И слова его звучали как суровое, настойчивое внушение.
С тех пор Шаня никогда не расставалась с этим револьвером. Нарочно для него в юбках карманы шила, – сама вшивала, – портнихи не любят карманы шить. А ночью прятала его к себе под подушку. Порою спросонок сунет руку под подушку, ощупает холодноватое гладкое дуло и улыбнется успокоенно, – здесь мой друг, чего же мне бояться!
В трудные минуты жизни вспомнит о нем Шаня и думает: "Стоит только захотеть, и ничего не будет. Что же томиться тоскою, и чего стоит эта жизнь, которую так легко обратить в ничто?
Из ничего сотворенная, даром мне данная, легкая, как ветром взвеваемая пыль, жизнь моя, только немного над тобою поплачу и отброшу легко".

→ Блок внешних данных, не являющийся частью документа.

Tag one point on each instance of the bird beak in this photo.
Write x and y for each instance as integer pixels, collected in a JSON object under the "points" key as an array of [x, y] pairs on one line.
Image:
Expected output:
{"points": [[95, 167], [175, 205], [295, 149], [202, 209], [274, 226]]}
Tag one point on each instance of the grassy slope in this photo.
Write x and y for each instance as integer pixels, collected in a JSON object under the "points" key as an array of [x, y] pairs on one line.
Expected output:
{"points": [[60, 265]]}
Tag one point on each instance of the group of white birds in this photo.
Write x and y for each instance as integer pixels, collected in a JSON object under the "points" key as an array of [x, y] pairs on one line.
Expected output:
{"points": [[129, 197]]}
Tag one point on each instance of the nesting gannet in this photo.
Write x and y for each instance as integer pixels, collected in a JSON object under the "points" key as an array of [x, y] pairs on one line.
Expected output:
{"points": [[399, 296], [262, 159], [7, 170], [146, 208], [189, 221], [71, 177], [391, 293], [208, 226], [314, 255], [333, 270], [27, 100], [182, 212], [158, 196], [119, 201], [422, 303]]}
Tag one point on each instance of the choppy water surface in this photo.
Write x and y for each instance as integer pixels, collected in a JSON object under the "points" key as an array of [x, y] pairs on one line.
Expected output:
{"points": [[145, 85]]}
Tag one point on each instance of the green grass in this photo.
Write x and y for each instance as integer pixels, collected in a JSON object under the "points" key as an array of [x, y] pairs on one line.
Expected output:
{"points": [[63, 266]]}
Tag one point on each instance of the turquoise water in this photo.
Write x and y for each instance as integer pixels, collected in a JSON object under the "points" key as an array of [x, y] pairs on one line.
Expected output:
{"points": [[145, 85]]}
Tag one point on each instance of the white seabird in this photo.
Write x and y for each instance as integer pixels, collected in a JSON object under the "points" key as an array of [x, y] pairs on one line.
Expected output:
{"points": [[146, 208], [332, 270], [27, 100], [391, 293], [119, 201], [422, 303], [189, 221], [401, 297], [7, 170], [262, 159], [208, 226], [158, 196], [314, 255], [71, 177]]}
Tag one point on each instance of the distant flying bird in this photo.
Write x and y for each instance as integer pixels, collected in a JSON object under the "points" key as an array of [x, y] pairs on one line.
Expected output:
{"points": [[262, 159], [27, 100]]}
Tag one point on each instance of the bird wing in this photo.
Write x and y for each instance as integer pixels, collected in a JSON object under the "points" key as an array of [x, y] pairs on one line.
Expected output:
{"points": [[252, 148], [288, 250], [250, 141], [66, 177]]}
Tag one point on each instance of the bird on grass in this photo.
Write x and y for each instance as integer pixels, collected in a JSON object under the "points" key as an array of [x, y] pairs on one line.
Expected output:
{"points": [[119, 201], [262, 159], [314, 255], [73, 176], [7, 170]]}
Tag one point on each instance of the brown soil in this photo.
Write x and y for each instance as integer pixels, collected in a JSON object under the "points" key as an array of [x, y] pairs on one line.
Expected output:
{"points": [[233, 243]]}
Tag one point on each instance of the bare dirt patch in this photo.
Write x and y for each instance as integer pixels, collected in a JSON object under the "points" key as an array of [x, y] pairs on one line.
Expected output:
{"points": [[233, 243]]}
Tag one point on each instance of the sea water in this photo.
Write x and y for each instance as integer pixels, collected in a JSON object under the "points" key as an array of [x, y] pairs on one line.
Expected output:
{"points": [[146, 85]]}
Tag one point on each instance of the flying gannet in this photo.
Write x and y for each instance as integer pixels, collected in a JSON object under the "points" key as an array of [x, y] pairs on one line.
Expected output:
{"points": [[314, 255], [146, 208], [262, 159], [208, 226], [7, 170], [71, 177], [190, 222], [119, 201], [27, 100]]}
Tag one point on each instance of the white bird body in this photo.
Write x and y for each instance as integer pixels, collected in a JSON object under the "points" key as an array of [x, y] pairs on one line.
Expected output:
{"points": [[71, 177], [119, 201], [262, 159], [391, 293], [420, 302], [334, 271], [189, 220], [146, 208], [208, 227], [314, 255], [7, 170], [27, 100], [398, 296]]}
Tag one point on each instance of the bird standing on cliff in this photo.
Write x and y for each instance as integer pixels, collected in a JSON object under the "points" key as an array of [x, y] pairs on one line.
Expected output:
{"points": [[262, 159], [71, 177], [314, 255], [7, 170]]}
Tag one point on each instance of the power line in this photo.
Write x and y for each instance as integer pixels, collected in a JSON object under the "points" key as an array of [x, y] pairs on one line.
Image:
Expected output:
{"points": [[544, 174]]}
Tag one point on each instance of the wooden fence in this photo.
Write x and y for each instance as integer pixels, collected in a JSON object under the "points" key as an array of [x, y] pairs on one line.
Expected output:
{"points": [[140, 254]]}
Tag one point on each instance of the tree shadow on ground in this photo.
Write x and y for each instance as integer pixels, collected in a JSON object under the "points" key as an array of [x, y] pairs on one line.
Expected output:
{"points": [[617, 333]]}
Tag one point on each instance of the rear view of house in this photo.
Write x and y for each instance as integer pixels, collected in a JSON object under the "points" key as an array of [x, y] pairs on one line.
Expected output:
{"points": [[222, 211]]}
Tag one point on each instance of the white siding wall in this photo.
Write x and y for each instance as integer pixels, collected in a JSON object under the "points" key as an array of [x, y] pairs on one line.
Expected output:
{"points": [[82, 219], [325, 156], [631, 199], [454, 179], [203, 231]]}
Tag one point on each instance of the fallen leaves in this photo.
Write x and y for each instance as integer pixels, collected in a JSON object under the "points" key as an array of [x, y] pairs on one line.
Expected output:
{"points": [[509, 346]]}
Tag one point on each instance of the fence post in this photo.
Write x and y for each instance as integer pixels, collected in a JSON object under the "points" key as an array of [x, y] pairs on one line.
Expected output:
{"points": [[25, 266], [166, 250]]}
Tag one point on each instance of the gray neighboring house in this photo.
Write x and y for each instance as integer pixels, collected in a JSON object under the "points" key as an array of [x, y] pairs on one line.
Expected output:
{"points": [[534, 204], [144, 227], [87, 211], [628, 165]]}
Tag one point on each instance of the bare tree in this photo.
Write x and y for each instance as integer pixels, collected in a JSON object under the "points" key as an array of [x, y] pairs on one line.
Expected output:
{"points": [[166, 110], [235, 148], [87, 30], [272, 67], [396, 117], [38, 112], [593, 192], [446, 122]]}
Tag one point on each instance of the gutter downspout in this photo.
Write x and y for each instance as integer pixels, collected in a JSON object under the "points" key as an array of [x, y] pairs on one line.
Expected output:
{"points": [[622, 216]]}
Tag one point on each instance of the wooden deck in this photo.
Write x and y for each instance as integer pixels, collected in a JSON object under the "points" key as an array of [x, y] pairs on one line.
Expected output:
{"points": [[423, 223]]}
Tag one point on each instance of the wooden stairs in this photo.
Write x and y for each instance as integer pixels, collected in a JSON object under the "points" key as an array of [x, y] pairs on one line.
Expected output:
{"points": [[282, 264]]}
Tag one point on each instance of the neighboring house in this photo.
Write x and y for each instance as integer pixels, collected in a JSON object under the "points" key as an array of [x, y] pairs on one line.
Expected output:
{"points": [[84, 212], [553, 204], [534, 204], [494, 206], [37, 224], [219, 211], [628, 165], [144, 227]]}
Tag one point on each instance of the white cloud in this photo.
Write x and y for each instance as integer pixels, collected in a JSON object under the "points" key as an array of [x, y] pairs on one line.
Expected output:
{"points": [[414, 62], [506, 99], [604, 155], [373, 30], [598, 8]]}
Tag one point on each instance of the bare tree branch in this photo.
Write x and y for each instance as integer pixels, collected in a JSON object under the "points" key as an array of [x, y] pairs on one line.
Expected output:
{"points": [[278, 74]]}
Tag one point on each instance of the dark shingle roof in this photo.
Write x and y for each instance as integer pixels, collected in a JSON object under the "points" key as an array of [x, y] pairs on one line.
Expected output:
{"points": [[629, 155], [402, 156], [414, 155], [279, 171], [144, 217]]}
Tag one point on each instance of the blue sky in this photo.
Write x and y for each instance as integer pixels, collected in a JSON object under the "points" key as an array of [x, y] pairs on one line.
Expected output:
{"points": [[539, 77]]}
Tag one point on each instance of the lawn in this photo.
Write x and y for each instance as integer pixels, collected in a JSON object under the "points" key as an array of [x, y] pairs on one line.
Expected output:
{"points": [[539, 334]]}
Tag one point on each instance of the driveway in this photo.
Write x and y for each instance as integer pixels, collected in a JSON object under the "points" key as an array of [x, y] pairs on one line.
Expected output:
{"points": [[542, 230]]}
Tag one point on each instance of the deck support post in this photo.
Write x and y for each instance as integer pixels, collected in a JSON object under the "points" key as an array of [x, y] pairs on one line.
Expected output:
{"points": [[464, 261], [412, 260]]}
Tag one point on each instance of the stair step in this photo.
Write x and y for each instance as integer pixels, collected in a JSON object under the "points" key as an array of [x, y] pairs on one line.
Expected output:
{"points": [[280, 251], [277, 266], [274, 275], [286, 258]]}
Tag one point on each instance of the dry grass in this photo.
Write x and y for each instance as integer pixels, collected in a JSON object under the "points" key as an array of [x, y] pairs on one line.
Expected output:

Уезжая из Сарыни, на выезде из города, у кустарников близ ручья, где цвел колосовидными метелками светло-пурпуровый плакун, увидала Шаня цыганку. Шаня остановила ямщика, подозвала цыганку.
Смуглая красавица, улыбкою показывая белые, как у зверя, сильные зубы, подошла к экипажу. Красные лохмотья шевелились на ней, как живые.
– Погадай мне, – сказала Шаня.
Цыганка смотрела на ее руку, покачивала головою, смеялась и говорила:
– Счастливая будешь, милая барышня, до смерти счастливая. Богатая будешь, деньги без счету давать будешь.
Шаня засмеялась и дала цыганке золотую монетку.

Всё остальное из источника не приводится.